We'd like to thank all of our loyal customers over the years, you have made it all worthwhile! The last 20 years have seen a golden age in access to the world's recorded music history both in physical media and online. We were happy to be a part of sharing our knowledge of some of that great music with you.

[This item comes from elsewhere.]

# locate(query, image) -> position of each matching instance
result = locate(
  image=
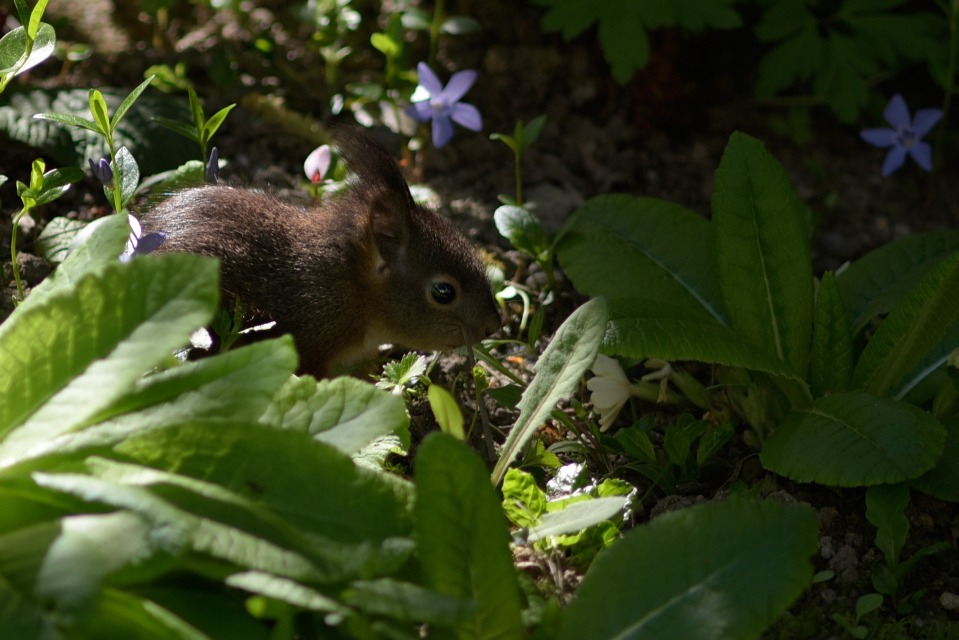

We hope you enjoyed most of what we sold & recommended to you over the years and hope you will continue to seek out the music that matters.

In the meantime we'll be selling our remaining inventory, including thousands of play copies, many of which are rare and/or out-of-print, never to be seen again. Over the next few weeks the discounts will increase and the price of play copies will decrease. Here are the details:

New CDs, LPs, DVDs, Blu-ray, Books 60% off 15% off

Rare & out-of-print new CDs 60% off 50% off

Rare/Premium/Out-of-print play copies $4.99 $14.99

Other play copies $2.99 $8.99

Magazine back issues $1 $2/each or 10 for $5 $15

Adjusted Hours & Ticket Refunds

We will be resuming our closing sale beginning Friday, June 11. Our hours will be as follows:

Wednesday-Saturday 12pm-7pm
Sunday 11am-6pm

Open every day between September 22nd-30th

We will no longer be providing ticket refunds for tickets purchased from the shop, however, you will be able to obtain refunds directly from the promoters of the shows. Please refer to the top of your ticket to determine the promoter. Here is the contact info for the promoters:

Collective Concerts/Horseshoe Tavern Presents/Lee's Palace Presents: shows@collectiveconcerts.com
Embrace Presents: info@embracepresents.com
MRG Concerts: ticketing@themrggroup.com
Live Nation: infotoronto@livenation.com
Venus Fest: venusfesttoronto@gmail.com

We apologize for any inconvenience this may cause. Thank you for your understanding.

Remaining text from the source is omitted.